Bush aides suppressed challenges to anti-democratic election plans

Top officials of the Bush administration overrode the objections of career civil rights attorneys at the Department of Justice (DOJ) to approve changes in voting procedures and electoral districts that would reduce the electoral impact of minority voters and help Republican candidates, according to documents leaked to the Washington Post.

The first case, in Georgia, dealt with changes in state voter registration procedures that would have created disproportionate obstacles for black voters. The plan was later blocked by a federal judge. The second case, changing the boundaries of Texas congressional districts to dilute the influence of Hispanic voters, was ultimately approved by a federal district court and led to a five-seat gain by Republicans in the US House of Representatives in the 2004 election.

Both cases involved the Justice Department’s authority, established under the 1965 Voting Rights Act, to carry out “pre-clearance” of any changes in the election practices of the southern states where suppression of minority voting was widespread during the Jim Crow era. The nine states affected have the burden of proof in these cases: that is, they must demonstrate that the changes they propose will not have a negative effect on minority voting.

These states routinely submit such changes to the staff of the Justice Department’s Civil Rights Division, which makes recommendations to the senior officials of the department, all political appointees selected by Bush. It is rare for such recommendations to be overturned by the top officials, unless the career staff are sharply divided.

The new Georgia law stiffens requirements for voter identification. Only six forms of required photo ID would be acceptable at polls. Birth certificates, for example, would no longer be sufficient to allow a registered voter to cast a ballot. Prospective voters without a driver’s license would have to obtain and pay for a special digital identification card from state department of motor vehicles offices, which exist in only about one third of the state’s counties. There is not a single such office in the city of Atlanta, the state’s largest and the jurisdiction with the largest black population.

A 50-page memo written by the Civil Rights Division staff team details fee requirements, documentation red tape and roadblocks, as well as lack of accessibility for the rural and elderly population to simply obtain the new proper identification. No funds are to be allocated for education about the new requirements.
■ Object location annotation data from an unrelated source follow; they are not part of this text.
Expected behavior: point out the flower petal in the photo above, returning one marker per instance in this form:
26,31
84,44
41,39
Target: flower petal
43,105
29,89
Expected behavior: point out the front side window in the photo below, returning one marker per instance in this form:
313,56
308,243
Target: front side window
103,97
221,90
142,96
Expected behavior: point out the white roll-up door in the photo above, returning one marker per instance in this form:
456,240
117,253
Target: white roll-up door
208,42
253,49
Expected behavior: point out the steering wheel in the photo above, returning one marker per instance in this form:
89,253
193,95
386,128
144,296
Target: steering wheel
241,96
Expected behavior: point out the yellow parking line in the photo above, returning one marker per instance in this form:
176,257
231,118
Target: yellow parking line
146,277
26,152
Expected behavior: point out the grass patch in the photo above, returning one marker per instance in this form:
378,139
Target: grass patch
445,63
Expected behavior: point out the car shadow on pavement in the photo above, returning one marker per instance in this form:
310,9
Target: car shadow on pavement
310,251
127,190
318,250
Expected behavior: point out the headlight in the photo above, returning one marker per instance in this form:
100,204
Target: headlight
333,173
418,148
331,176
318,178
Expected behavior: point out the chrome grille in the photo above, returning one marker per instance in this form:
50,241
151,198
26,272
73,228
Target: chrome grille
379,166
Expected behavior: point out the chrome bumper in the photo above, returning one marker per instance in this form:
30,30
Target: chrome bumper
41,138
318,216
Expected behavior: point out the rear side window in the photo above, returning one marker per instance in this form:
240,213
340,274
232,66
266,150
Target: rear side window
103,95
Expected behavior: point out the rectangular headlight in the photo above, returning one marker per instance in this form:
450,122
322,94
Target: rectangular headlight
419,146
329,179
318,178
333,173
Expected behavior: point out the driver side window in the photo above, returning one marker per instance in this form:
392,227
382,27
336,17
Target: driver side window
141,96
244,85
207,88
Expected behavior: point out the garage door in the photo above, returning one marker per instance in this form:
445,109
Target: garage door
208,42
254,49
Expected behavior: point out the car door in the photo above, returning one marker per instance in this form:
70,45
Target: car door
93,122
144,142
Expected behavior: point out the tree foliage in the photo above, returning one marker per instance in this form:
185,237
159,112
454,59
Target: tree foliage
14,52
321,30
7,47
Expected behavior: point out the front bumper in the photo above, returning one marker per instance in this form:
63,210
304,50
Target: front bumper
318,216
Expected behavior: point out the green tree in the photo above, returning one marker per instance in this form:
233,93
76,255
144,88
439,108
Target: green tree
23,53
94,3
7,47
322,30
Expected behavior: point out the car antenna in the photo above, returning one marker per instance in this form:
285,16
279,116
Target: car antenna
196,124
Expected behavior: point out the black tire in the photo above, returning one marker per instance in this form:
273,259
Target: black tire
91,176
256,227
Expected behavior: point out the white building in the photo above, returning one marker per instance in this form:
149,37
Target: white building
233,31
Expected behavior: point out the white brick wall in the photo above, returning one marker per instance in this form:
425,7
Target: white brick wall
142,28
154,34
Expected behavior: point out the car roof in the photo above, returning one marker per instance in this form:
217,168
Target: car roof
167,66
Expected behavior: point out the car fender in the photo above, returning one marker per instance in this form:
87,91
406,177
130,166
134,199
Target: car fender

The memo recommends rejecting the proposed changes on the basis of “retrogressive” racial impact, finding that African-American voters would be likely to suffer infringement of the voting franchise as a result of the proposed changes.

The legislation passed the Georgia House and Senate in March 2005. According to the Department of Justice memo, “Media accounts reflect that members of the Georgia Legislative Black Caucus expressed outrage at enactment of the revisions to the photographic identification provisions.” Of 47 African-American legislators, 46 voted against the bill, which was also opposed by the Georgia secretary of state, the mayor of Atlanta, and the National Association for the Advancement of Colored People (NAACP) Legal Defense Fund.

Letters of support for the law from legislators and officials in Georgia are quoted in the DOJ memo. These are disingenuous, and the stated objective of reining in “voter fraud” is a transparent pretext for restricting the franchise and eliminating poor and minority working-class voters.

Moreover, the measure was a solution to a non-existent problem, since there is no evidence that fraudulent voting by individuals who go to the polls on election day is a significant factor in US elections. (Nearly all ballot fraud cases relate to the stuffing of the ballot boxes by election officials, or the abuse of absentee ballots by party organizations, not individuals presenting themselves at the polls who are ineligible.)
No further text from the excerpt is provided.